Arvo Pärt bookended the first half of this varied ecclesiastical programme. The Lammermuir Festival Players under the direction of a very dapper Christopher Bell opened with Arvo Pärt's Summa. Within a few bars it seemed clear that this performance breathed like no other I'd heard. The wonderful acoustic of St Mary's Parish Church certainly enhanced this interpretation. One could hear the 1977 choral origins (a Credo setting) informing Pärt's 1991 string orchestra version. Bell's impressive choral pedigree was no doubt a factor here and tenderly played lines for violas and double basses seemed effortlessly to emerge. At around five minutes, this short Creed setting highlights Pärt's minimal and largely syllabic approach to text and, more noticeably here, to resultant melody.

Arvo Pärt © Isabelle Françaix
Arvo Pärt
© Isabelle Françaix

Pärt's 1976 Fratres mirrors Summa in that it was originally composed for string orchestra before rivalling Dr Who for regenerations. The pacing in this fine performance highlighted Pärt's beautifully simple architecture. Phrases of increasing length snake around a central note before being inverted. Each section begins on a new note and the angular intervals used guarantee striking contrast from apparently similar material. String textures in this quietly gripping performance varied from the ethereal to the corporeal while never fully exiting the quiet ambit of monastic office suggested in the fraternal title.

The Pärt works were separated by Philip Sawyer's lively rendition of Veni Creator from the sole surviving work, Livre d'Orgue of Nicolas de Grigny (1672-1703). Throughout five short movements, Sawyer's articulation seemed to echo Bell's take on Summa, there being more breath and light than one might imagine possible, especially in the closing "Dialogue sur les grands jeux". Lively counterpoint informed most moments, even the titularly declarative "Récit de cromorne" (Krummhorn Recitative). Fine execution of mordants, trills and nifty pedal work in "Fugue à 5" added to the music's adventurous harmony.

Although Duruflé s 84-year lifespan dwarfed that of his compatriot Grigny, fierce self-criticism prevented his surviving catalogue from reflecting this. The undeniable quality of his 1947 Requiem Op.9 along with the existence of three versions suggest that it passed muster for Duruflé. Choral input was here supplied by the 41-strong National Youth Choir of Scotland Chamber Choir, drawn from the 100+ members who top the pyramid of Scotland's choral training programme, established in 1996 by artistic director and conductor Christopher Bell.

Contrast with Pärt's syllabic inclination was obvious from the opening bars of the Introit, given over to fine sounding melismatic tenors and basses, underpinned by gently undulating violas and, later, fluty organ and trumpets. Knowing that the work was written for Duruflé's father, it struck me in the explosively delivered "et lux perpetua" that it would be impossible to contain one's emotion were this a personal farewell as opposed to a "requiem for enjoyment". The music continued without pause into the six-word Kyrie whose soaring breadth, wonderfully shaped here, denied the brevity of its text. As in the Introit, dynamic range and control were impressive; the expressive commitment of these young singers was stunning and life-affirming.

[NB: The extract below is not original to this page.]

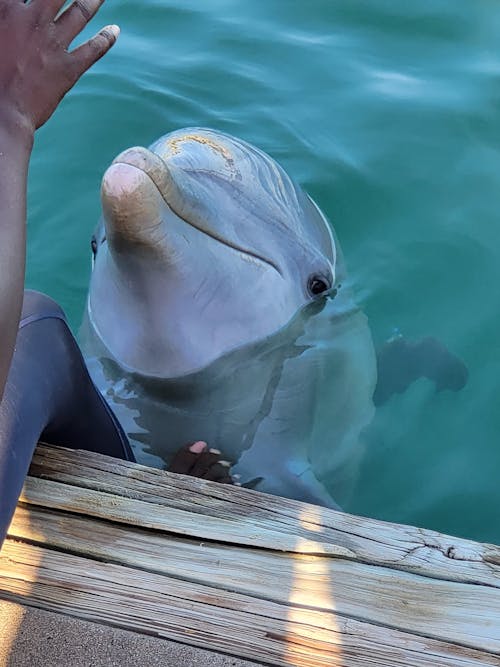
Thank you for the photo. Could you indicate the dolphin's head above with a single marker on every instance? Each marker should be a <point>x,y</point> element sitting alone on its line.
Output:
<point>207,245</point>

Following some changes in organ registration, the Domine Jesu Christe offered as fine an illustration of Duruflé's thorough modal schooling as one could seek. The angular organ introduction hinted at the Byzantine origin of Gregorian church modes. There was infectious urgency in the delivery of Libera eas de ore leonis which later settled in the presence of a tenderly delivered melody for the orchestra's three cellos.

Then from the ranks of choir emerged the baritone soloist, Arthur Bruce. His rich voice crescendoed movingly through "animabus", settling before tremolo strings ushered in the work's key reflection, "morte". The atmosphere in the Sanctus was, by contrast, optimistic, from the nifty organ opening, through the choir's initially gentle harmonies, energised by pizzicato strings, to the joyous "excelsis" helped along by brilliant trumpet playing. The movement's closing rallentando was beautifully handled.

Mezzo-soprano Katie Grosset's Pie Jesu was lovely. Beginning in a very low tessitura, her soulful petitions rose to reveal excellent control of an impressive range - all of this tenderly accompanied by Philip Sawyer on organ and Martin Storey's solo cello.

One way to accompany a beautiful melody is with another, which Duruflé achieved in the string part of the Agnus Dei - an embarrassment of melodic riches lovingly delivered here. The gentleness of the Lux aeterna was very affecting and the consequent contrast in the following Libera me striking. Baritone soloist Arthur Bruce dramatically delivered the work's only mention of the Dies irae. Like his compatriot Fauré, Duruflé was offering comfort, not terror. Nevertheless, the expressive power in Bruce's voice was dramatic.

The closing In Paradisum was transcendent, its unfinished-sounding final chord suggesting hope. This was a really fine performance, warmly received.